Download or read book Connecting Histories of Education written by Barnita Bagchi and published by Berghahn Books. This book was released on 2014-03-01 with total page 261 pages. Available in PDF, EPUB and Kindle. Book excerpt: The history of education in the modern world is a history of transnational and cross-cultural influence. This collection explores those influences in (post) colonial and indigenous education across different geographical contexts. The authors emphasize how local actors constructed their own adaptation of colonialism, identity, and autonomy, creating a multi-centric and entangled history of modern education. In both formal as well as informal aspects, they demonstrate that transnational and cross-cultural exchanges in education have been characterized by appropriation, re-contextualization, and hybridization, thereby rejecting traditional notions of colonial education as an export of pre-existing metropolitan educational systems.
Download or read book Educational Policy Borrowing written by David Phillips and published by Symposium Books Ltd. This book was released on 2004-05-10 with total page 242 pages. Available in PDF, EPUB and Kindle. Book excerpt: This book builds on the Editors’ previous work on the analysis of policy borrowing processes in education.

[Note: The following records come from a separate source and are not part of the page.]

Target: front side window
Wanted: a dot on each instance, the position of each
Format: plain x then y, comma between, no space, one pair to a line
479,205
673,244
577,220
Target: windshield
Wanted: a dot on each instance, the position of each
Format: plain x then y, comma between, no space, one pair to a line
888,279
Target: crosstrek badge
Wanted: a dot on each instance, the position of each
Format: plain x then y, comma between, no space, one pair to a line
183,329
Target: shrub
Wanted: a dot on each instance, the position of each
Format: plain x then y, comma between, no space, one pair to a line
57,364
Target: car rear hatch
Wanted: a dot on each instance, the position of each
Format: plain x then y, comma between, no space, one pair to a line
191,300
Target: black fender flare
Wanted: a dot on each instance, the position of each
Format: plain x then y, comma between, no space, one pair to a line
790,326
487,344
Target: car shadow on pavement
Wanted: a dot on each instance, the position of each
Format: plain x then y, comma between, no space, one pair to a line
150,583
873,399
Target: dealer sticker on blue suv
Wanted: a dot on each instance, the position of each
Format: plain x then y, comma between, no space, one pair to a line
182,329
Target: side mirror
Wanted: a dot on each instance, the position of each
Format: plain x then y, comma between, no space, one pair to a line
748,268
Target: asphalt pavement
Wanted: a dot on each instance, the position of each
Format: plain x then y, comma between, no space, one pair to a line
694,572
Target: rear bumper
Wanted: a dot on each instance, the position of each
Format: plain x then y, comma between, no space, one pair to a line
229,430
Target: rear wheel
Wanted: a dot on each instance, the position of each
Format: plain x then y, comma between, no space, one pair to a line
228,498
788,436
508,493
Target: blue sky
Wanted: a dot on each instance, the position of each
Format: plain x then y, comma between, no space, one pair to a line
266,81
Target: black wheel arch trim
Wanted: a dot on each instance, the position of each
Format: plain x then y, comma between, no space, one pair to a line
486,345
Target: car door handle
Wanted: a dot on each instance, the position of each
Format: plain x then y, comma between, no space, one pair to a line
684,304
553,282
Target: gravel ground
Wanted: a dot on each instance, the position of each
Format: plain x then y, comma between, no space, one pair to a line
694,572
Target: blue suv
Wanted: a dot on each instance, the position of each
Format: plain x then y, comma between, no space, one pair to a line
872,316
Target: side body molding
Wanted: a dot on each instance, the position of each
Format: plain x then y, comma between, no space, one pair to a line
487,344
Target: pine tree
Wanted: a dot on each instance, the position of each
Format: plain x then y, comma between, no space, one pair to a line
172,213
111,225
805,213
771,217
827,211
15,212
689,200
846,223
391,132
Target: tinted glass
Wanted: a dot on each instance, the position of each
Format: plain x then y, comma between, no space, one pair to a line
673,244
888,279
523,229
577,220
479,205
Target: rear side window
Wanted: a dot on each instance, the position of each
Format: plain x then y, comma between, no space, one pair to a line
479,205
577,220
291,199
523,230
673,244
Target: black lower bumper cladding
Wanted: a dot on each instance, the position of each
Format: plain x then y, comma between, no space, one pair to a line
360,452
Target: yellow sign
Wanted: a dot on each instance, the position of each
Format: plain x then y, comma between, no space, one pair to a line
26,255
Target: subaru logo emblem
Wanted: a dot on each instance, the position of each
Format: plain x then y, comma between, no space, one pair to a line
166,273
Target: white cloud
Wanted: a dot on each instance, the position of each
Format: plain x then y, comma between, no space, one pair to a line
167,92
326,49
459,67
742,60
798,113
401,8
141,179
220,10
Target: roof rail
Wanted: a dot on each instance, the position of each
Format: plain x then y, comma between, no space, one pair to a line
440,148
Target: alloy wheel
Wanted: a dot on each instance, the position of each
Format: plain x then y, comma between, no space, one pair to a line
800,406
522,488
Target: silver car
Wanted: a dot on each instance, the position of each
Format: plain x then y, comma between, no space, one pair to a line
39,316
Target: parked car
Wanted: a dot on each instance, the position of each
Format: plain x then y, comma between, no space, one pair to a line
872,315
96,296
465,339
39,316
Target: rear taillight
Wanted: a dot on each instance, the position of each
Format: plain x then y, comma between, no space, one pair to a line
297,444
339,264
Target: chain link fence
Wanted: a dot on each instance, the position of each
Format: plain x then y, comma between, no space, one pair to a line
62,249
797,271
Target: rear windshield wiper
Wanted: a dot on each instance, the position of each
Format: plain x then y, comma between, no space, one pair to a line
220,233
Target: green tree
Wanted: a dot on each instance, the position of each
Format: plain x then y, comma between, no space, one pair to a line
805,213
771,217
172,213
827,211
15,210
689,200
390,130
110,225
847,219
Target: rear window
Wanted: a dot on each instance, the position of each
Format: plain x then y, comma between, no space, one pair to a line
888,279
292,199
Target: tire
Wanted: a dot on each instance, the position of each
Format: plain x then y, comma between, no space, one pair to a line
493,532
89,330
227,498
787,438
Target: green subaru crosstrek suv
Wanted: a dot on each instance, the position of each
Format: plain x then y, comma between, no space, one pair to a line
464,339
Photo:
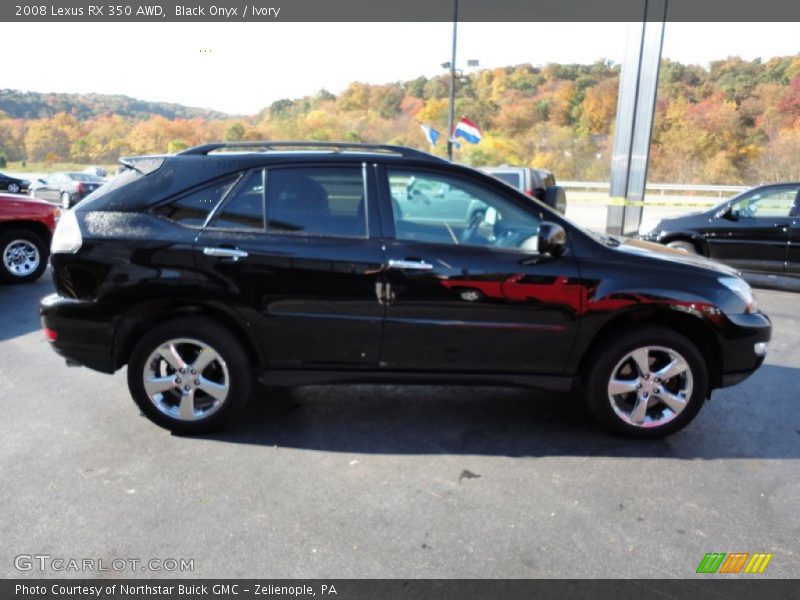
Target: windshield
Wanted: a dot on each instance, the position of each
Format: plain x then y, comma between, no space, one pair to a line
86,177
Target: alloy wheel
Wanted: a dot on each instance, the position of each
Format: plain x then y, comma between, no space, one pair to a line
650,386
21,257
186,379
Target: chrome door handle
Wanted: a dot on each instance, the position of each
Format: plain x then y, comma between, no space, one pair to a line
412,265
233,253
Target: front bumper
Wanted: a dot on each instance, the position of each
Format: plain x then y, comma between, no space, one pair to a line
740,354
84,333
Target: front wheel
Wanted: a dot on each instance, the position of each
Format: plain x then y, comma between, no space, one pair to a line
190,375
24,256
647,384
684,245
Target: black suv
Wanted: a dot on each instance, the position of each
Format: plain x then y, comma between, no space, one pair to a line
304,263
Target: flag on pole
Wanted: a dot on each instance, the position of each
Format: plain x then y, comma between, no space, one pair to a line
430,134
468,130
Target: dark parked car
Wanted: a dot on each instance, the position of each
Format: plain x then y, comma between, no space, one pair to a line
205,269
26,227
67,189
537,183
13,185
757,231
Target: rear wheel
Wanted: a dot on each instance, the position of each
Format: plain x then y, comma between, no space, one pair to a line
24,256
647,384
190,375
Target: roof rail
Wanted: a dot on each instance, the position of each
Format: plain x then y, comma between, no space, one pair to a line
333,146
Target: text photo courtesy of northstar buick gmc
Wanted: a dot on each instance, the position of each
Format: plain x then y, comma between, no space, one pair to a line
304,263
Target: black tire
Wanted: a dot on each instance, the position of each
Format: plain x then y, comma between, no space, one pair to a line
604,361
7,239
221,341
555,197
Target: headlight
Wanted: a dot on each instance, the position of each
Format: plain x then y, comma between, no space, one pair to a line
67,238
741,289
650,232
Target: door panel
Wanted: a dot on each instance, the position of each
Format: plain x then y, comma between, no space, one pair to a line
793,261
754,235
311,298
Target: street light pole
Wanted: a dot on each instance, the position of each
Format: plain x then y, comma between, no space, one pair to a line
451,115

A number of prominent researchers in comparative studies contribute articles describing and analysing policy borrowing in a number of historical contexts, with many of the examples testing aspects of the explanatory models developed by Phillips & Ochs. The countries covered include England, Spain, Germany, France, Austria, Japan and South Africa.

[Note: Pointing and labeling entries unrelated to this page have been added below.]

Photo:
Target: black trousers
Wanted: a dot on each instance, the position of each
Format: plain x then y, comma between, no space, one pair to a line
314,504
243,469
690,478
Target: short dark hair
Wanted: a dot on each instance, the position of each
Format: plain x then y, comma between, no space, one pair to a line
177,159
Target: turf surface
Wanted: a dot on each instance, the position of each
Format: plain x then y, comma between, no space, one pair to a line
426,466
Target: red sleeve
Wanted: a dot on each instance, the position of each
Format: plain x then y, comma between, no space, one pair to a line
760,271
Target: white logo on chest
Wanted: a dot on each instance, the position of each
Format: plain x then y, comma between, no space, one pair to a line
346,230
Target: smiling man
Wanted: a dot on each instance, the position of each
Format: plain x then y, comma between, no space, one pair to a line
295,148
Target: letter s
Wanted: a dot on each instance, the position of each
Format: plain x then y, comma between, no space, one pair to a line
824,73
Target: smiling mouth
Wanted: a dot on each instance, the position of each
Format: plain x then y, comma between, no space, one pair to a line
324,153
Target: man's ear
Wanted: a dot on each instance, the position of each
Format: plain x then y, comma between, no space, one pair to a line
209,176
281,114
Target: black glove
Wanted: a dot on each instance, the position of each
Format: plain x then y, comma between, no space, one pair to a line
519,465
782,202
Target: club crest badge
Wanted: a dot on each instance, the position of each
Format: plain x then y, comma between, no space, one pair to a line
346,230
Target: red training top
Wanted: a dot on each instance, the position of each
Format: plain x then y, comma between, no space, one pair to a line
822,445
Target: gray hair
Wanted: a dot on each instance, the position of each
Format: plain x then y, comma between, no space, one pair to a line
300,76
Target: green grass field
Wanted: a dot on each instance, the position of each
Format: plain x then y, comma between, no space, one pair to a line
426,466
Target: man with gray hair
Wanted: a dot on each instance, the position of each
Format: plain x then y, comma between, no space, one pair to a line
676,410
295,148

Download or read book Orientalism and Race written by T. Ballantyne and published by Springer. This book was released on 2016-01-03 with total page 278 pages. Available in PDF, EPUB and Kindle. Book excerpt: This study traces the emergence and dissemination of Aryanism within the British Empire. The idea of an Aryan race became an important feature of imperial culture in the nineteenth century, feeding into debates in Britain, Ireland, India, and the Pacific. The global reach of the Aryan idea reflected the complex networks that enabled the global reach of British Imperialism. Tony Ballantyne charts the shifting meanings of Aryanism within these 'webs' of Empire.